Gerçi son yıllarda demokratik haklar, kültür ve eğitim alanında dikkate değer bir gerileme göze çarpsa da Türkiye, 52 İslam ülkesi içerisinde her alanda en gelişmiş olanıdır. Ve Türkiye’yi İslam dünyasının gözünde çekici kılan, birbirleriyle çelişiyor gibi gözüken iki hayat tarzını, Batılı modern hayat tarzıyla geleneksel ve İslami yaşamı uzlaştıran toplumsal hayat anlayışı, yamalı demokrasisi ve giderek aşınan laik yapısıdır.

Afganistan, İran, Irak ve Suriye gibi ülkelerin yasaklarla dolu karanlık, boğucu ve tehlikeli ortamından kaçan milyonlarca insan, Türkiye’ye geldiklerinde çöl ortasında serap görmüş gibi rahat bir nefes alırlar. 

Müstebit Doğu’dan kaçanların Türkiye’de ilk hissettikleri şey, birtakım haklara sahip bireyler olduklarının farkına varmasıdır. Zira bu insanların önemli bir kısmı geride bıraktıkları ülkelerinde yıllarca yerel bir beyin, bir aşiret ağasının veya bir milis ordusu komutanın elinin altında yarı köle bir hayat sürmüşlerdir.
 


Türkiye’de mültecilerin gizli bir sevinçle fark ettikleri şey şudur: Ağa, komutan, bey, geride kalmıştır. Artık kimsenin önünde eğilip bükülmek gerekmez. Zira bu ülkede herkes eşittir, hatta kadınlar ve çocukların bile hakları vardır. O yüzden hiçbir Afgan veya Suriyeli, Türkiye’de karısını öldüresiye dövemez, öldüremez, oğlunu veya kızını kendi rızası dışında bir başkasıyla zorla evlendiremez. Bunu yaptığı takdirde, yıllarca hapiste yatacağını bilir. 

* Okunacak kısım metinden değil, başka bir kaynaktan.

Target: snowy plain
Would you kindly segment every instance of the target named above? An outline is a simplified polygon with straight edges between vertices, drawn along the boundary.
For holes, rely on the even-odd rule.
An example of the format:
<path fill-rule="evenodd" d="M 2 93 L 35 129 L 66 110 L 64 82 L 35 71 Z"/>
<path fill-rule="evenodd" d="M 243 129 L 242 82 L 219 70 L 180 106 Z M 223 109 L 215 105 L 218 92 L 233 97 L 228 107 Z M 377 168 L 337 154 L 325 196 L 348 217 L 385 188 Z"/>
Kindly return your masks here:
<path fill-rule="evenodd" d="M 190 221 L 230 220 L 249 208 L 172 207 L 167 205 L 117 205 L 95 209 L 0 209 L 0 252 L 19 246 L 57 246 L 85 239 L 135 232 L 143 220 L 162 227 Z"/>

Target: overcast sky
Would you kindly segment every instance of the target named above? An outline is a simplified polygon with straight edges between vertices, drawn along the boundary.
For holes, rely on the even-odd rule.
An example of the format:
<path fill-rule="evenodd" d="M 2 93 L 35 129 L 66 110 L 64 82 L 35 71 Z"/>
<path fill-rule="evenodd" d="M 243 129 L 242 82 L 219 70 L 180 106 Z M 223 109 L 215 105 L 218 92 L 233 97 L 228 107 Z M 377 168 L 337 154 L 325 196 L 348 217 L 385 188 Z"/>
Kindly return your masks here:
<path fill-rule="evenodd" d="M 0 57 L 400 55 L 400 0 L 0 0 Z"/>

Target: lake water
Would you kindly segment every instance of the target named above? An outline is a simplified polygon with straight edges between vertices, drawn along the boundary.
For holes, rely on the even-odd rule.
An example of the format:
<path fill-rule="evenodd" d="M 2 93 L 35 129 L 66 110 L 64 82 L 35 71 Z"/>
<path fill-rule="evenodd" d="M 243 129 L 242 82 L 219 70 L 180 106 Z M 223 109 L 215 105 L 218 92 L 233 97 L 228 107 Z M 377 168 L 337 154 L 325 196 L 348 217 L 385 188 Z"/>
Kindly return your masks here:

Kendi çocukluğumdan bir örnek vermek gerekirse; Sovyet işgalinin en zorlu döneminde 1982 yazında bir grup göçmen olarak Afganistan’dan Türkiye’ye gelmiştik, bizi Tokat’ta göçmen konutlarına yerleştirmişlerdi, Kızılay günde üç öğün yemek veriyordu. İçimizde yerel bey, han, ordu subayı, hatta eski milletvekili gibi hatırlı kişiler vardı. Ama Kızılay kimsenin mevkiine, statüsüne bakmıyor, her aileye kişi sayısına göre yemek veriyordu. Bunu gören mülteciler arasındaki eski bir uşak şaşkınlığını ve sevincini şu sözlerle dile getirmişti:

“Türkiye, gerçekten cennet gibi bir ülke ve Türkler de cennetlik insanlar.”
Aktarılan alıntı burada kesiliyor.